Une instabilité prévisible des pays de la zone euro

Les dispositions du traité de Maastricht portaient en germe les crises actuelles de la dette. Mais, à l’époque, toute critique était assimilée à du nationalisme antieuropéen.

Thierry Brun  • 1 juillet 2010 abonné·es

La crise de la dette des pays membres de la zone euro, loin d’être terminée, a confirmé que la règle d’or de Maastricht, maintes fois dénoncée dans Politis, était très réductrice, et même insoutenable, pour les États membres de l’Union européenne, qui ont cumulé les déficits après la crise financière de 2008. Un tel scénario était pourtant parfaitement prévisible. Nous l’avions d’ailleurs évoqué ainsi en juin 1992 (Politis n° 188) : « En cas de crise type 1929, de krach boursier ou de choc pétrolier, la réponse traditionnelle d’une relance nationale financée par le déficit budgétaire est prohibée, union oblige. Une étude de l’université de Liverpool montre d’ailleurs que l’affaiblissement des stabilisateurs économiques pourrait déboucher sur un taux d’instabilité dans la communauté de 80 % supérieur à ce qu’il serait sans harmonisation. »

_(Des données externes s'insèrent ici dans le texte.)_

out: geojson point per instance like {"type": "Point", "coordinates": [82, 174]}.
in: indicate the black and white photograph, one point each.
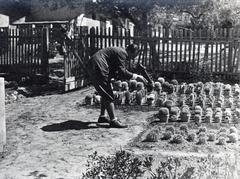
{"type": "Point", "coordinates": [119, 89]}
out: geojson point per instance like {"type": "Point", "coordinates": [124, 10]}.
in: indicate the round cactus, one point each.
{"type": "Point", "coordinates": [161, 80]}
{"type": "Point", "coordinates": [89, 100]}
{"type": "Point", "coordinates": [173, 118]}
{"type": "Point", "coordinates": [202, 140]}
{"type": "Point", "coordinates": [223, 130]}
{"type": "Point", "coordinates": [211, 137]}
{"type": "Point", "coordinates": [163, 114]}
{"type": "Point", "coordinates": [168, 104]}
{"type": "Point", "coordinates": [160, 102]}
{"type": "Point", "coordinates": [222, 134]}
{"type": "Point", "coordinates": [132, 85]}
{"type": "Point", "coordinates": [177, 139]}
{"type": "Point", "coordinates": [174, 82]}
{"type": "Point", "coordinates": [202, 129]}
{"type": "Point", "coordinates": [175, 111]}
{"type": "Point", "coordinates": [171, 129]}
{"type": "Point", "coordinates": [117, 85]}
{"type": "Point", "coordinates": [222, 141]}
{"type": "Point", "coordinates": [125, 86]}
{"type": "Point", "coordinates": [208, 118]}
{"type": "Point", "coordinates": [139, 98]}
{"type": "Point", "coordinates": [140, 86]}
{"type": "Point", "coordinates": [191, 137]}
{"type": "Point", "coordinates": [127, 97]}
{"type": "Point", "coordinates": [217, 118]}
{"type": "Point", "coordinates": [233, 130]}
{"type": "Point", "coordinates": [197, 118]}
{"type": "Point", "coordinates": [184, 128]}
{"type": "Point", "coordinates": [97, 99]}
{"type": "Point", "coordinates": [233, 137]}
{"type": "Point", "coordinates": [152, 136]}
{"type": "Point", "coordinates": [157, 86]}
{"type": "Point", "coordinates": [167, 135]}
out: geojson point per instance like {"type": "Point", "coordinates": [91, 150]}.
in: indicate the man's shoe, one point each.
{"type": "Point", "coordinates": [117, 124]}
{"type": "Point", "coordinates": [103, 119]}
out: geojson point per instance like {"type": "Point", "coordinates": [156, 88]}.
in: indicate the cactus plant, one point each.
{"type": "Point", "coordinates": [184, 128]}
{"type": "Point", "coordinates": [168, 104]}
{"type": "Point", "coordinates": [177, 139]}
{"type": "Point", "coordinates": [171, 129]}
{"type": "Point", "coordinates": [233, 130]}
{"type": "Point", "coordinates": [125, 86]}
{"type": "Point", "coordinates": [233, 137]}
{"type": "Point", "coordinates": [97, 99]}
{"type": "Point", "coordinates": [161, 80]}
{"type": "Point", "coordinates": [197, 118]}
{"type": "Point", "coordinates": [132, 85]}
{"type": "Point", "coordinates": [211, 137]}
{"type": "Point", "coordinates": [163, 114]}
{"type": "Point", "coordinates": [89, 100]}
{"type": "Point", "coordinates": [157, 86]}
{"type": "Point", "coordinates": [202, 140]}
{"type": "Point", "coordinates": [222, 140]}
{"type": "Point", "coordinates": [152, 136]}
{"type": "Point", "coordinates": [191, 137]}
{"type": "Point", "coordinates": [202, 129]}
{"type": "Point", "coordinates": [167, 135]}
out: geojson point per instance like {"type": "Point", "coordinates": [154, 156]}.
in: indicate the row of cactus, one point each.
{"type": "Point", "coordinates": [206, 95]}
{"type": "Point", "coordinates": [201, 137]}
{"type": "Point", "coordinates": [198, 115]}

À l’époque, rappelons que toute critique des accords de Maastricht était assimilée à des manifestations de nationalisme antieuropéen. Pourtant, c’est un « patron » peu suspect de tomber dans ce travers qui confiait ne pas voir « comment l’Espagne, le Portugal, la Grèce, l’Irlande pourraient satisfaire aux objectifs de convergence  [fixés par le traité de Maastricht] sans mener des politiques restrictives génératrices de chômage » ( Politis , 2 juillet 1992).
Alors que ces mêmes pays sont en 2010 dans la tourmente de la dette et du chômage, l’économiste Dominique Plihon rappelait, dans un entretien publié le 6 mai dernier : « La crise grecque démontre l’échec de la conception d’une Europe fondée sur l’euro et le marché unique, donc fondée sur la seule logique de marché et de concurrence. Avec l’idée que les pays convergeraient tous vers des modes d’organisation, de production, etc., homogènes. On s’aperçoit aujourd’hui qu’il n’en est rien. Les promoteurs de l’union ont sous-estimé l’hétérogénéité des pays et le fait qu’il y a une dimension institutionnelle fondamentale dans une union économique et monétaire : si on n’a pas de gouvernement, l’union économique et monétaire est vouée à des crises, voire même à sa disparition ! » À dix-huit ans d’intervalle, nous n’avons pas changé de discours.